Pedro’s Angus also offers free housing. Bill explains if a buyer wants a bull on a certain day, they will get it on that day – no sooner, no later – that day. Following a purchase and a deposit, the Roes will house the bull until the buyer is ready for him. Bill thinks it works better this way because the buyer doesn’t have to put the bull in an old corral to sit for three months before breeding season. When the bull is delivered, he gets straight to work.

“We want to be able to sell 100 bulls a year, and we have to have repeat buyers,” Bill says. “By not doing a lot of advertising or big sale expenses, we save money in that area and spend money on things like the delivery or housing.”

Security is not the only reason free delivery is offered; the Roes want to visit and be on their new buyer’s farm.

“We want to be on their farm and talk to them about their cows,” Bill says. “Not a better topic to talk about with a rancher.”

After being on the farm and asking about the herd, they want to know which cow is their best because “we want to make more of her.” The Roes keep records for each buyer, what and when they purchased an animal. It allows them to sit down with buyers and discuss genetics and herd management extensively.

“We start working with them on how to improve their herd, and we can only do that if we have seen their herd and can keep track of their genetics,” Bill says. “By doing that, we can sit down and put together a program for people and explain to them how we think we can help them.”

Education is the bottom line

Pedro’s Angus doesn’t do much advertising, just one small ad in a journal so buyers can find their contact information easily. Their best advertising is word-of-mouth. They started their best advertising and building their clientele by hosting educational programs at their farm.

“We could see that, by our customers, there was a real need for education in the area,” Bill says.

In the early days, the Roes hosted various animal health programs for surrounding producers. In open house form, they discussed various illnesses, vaccines and even the beef grade with surrounding producers in hopes to build up a basic knowledge.

“We would just say, ‘We are not saying this is right or wrong, but this is what we do,’” Bill says. “That just kept going on and on, and people just would come in.”

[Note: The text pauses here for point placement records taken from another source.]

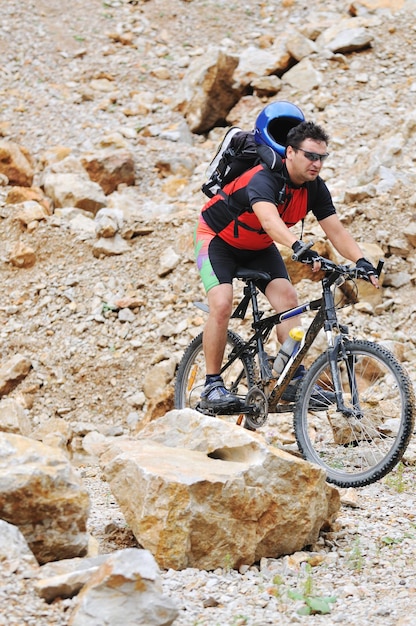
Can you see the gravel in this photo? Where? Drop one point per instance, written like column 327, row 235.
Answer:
column 51, row 60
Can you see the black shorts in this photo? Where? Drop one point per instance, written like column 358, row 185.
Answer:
column 218, row 261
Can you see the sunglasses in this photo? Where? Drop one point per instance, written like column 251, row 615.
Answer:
column 313, row 156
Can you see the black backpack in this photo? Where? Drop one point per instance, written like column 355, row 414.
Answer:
column 237, row 153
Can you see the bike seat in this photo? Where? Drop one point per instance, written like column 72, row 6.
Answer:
column 243, row 273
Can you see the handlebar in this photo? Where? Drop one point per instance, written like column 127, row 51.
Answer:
column 348, row 271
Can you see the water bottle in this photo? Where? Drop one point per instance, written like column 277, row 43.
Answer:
column 289, row 347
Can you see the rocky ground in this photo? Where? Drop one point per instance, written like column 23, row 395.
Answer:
column 103, row 73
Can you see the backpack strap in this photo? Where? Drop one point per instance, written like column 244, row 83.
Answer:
column 234, row 208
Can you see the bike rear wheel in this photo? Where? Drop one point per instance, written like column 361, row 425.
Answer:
column 361, row 443
column 190, row 378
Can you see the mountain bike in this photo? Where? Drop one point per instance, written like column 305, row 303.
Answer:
column 360, row 435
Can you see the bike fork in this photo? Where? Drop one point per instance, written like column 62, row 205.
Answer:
column 335, row 355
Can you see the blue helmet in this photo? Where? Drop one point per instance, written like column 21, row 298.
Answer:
column 274, row 122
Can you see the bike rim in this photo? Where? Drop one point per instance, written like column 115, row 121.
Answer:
column 361, row 444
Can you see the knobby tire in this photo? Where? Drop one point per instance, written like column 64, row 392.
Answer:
column 361, row 447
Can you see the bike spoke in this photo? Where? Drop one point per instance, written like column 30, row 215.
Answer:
column 362, row 438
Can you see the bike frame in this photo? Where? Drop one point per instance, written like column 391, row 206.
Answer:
column 325, row 318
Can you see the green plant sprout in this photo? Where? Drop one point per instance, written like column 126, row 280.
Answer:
column 312, row 604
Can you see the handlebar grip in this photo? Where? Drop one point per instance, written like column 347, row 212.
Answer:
column 379, row 267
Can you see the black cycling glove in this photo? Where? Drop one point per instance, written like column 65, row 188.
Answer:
column 303, row 253
column 367, row 266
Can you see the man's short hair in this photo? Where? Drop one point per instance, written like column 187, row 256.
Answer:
column 305, row 130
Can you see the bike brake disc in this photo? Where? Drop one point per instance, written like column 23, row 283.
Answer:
column 257, row 408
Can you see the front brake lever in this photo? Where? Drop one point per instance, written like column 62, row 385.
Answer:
column 306, row 246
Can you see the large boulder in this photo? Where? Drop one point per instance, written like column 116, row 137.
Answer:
column 200, row 492
column 41, row 495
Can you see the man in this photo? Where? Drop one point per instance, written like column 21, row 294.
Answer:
column 224, row 243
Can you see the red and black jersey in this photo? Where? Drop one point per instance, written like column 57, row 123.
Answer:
column 229, row 213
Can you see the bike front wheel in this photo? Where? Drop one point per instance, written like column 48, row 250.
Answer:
column 190, row 378
column 360, row 437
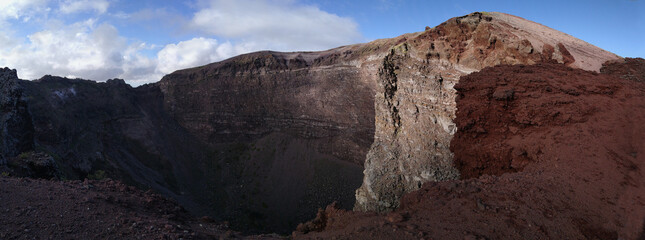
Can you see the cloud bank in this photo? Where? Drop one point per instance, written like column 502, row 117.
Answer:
column 218, row 29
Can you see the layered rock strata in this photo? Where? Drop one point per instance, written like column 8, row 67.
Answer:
column 415, row 101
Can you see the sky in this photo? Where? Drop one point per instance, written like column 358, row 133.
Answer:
column 141, row 41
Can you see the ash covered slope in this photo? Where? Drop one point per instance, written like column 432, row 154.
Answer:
column 415, row 100
column 109, row 129
column 550, row 152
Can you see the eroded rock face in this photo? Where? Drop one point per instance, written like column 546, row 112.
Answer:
column 415, row 101
column 16, row 131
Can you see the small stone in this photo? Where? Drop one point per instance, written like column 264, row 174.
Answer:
column 394, row 217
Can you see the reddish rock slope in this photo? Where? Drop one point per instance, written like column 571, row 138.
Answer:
column 546, row 152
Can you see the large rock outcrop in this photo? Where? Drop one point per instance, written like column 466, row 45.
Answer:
column 559, row 158
column 16, row 131
column 264, row 139
column 415, row 101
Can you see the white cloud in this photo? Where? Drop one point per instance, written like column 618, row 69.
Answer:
column 192, row 53
column 94, row 49
column 277, row 25
column 81, row 49
column 73, row 6
column 20, row 9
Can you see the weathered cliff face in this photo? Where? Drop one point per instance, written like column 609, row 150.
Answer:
column 415, row 101
column 16, row 131
column 112, row 130
column 264, row 139
column 289, row 131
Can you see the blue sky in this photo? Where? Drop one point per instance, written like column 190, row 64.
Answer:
column 140, row 41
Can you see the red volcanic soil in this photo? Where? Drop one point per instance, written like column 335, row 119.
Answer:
column 42, row 209
column 546, row 152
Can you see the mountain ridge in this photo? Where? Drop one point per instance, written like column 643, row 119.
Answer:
column 246, row 138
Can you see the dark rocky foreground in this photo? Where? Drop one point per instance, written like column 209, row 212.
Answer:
column 265, row 171
column 105, row 209
column 545, row 152
column 262, row 140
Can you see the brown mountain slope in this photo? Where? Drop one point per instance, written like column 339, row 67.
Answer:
column 264, row 139
column 416, row 104
column 549, row 152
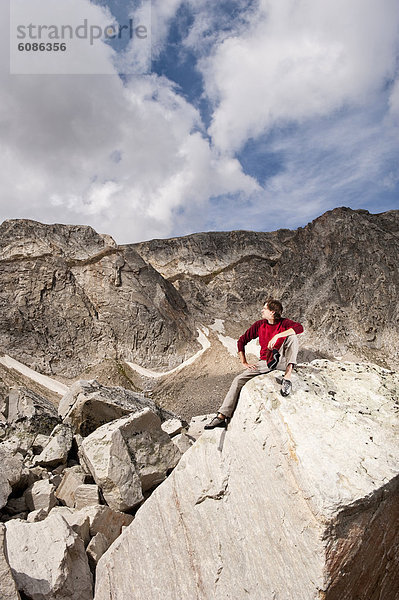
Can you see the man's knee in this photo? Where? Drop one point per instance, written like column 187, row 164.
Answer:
column 291, row 341
column 290, row 348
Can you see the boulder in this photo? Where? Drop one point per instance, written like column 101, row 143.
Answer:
column 77, row 520
column 72, row 478
column 41, row 495
column 299, row 498
column 40, row 442
column 48, row 560
column 37, row 515
column 96, row 548
column 105, row 520
column 91, row 520
column 183, row 441
column 87, row 494
column 10, row 473
column 8, row 587
column 56, row 451
column 87, row 405
column 172, row 426
column 28, row 410
column 129, row 456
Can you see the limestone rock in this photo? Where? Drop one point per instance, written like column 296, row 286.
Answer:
column 48, row 560
column 37, row 515
column 60, row 310
column 41, row 495
column 96, row 548
column 105, row 520
column 338, row 275
column 197, row 424
column 299, row 498
column 40, row 442
column 77, row 520
column 183, row 441
column 56, row 451
column 28, row 410
column 87, row 495
column 88, row 405
column 107, row 456
column 10, row 473
column 172, row 426
column 8, row 587
column 71, row 480
column 129, row 455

The Roes continue to teach this beef knowledge and herd management techniques to visiting buyers.

“Our farm becomes an educational farm for a lot of people,” Bev Roe says. “Bill spends a lot of time with our buyers; he gets to know them.”

The community is no stranger to Pedro’s Angus either. The Roes periodically do farm tours for elementary schools, surrounding communities and the local nursing home.

“That way, the public participates in our operation a little differently,” Bill says. “We just thought we could show our buyers they can still do things in their community.”

The Roes believe if they work hard to continue to better the cattle industry, there will be more sophisticated buyers and better production of beef.

“If our customers are successful, we are successful,” Bill Roe says. “That’s the bottom line.”  end mark

PHOTO 1: Bill and Bev have enjoyed their life in the cattle industry for more than 20 years.

PHOTO 2: Bill drives buyers around the farm so they get to see every aspect of the operation and how bulls are raised. Photos by Jamie Hawley. 

Jamie Hawley is a freelance writer based in Ohio. Email Jamie Hawley

How it all started

Pedro’s Angus started in 1994 when the couple bought a farm and Bev Roe’s parents gave them six Angus pairs. According to Bev, she never thought they would have it this way.

“Bill likes the animals, and he is a businessman,” Bev says. “It was natural for him to sell direct from the farm.”

Bill and Bev got out of the restaurant business in 2005. Prior to that, they supplied Certified Angus Beef to their restaurants. Bev explains that, since they were in the restaurant business before the cattle business, breeding for good beef genetics was natural for them.

“An engineer’s background is problem-solving, and it looked like to me it was just a fun job,” Bill says. “There is no such thing as a perfect bull or perfect cow. I liked the interaction with our buyers and new challenges in genetics because of all the variables.”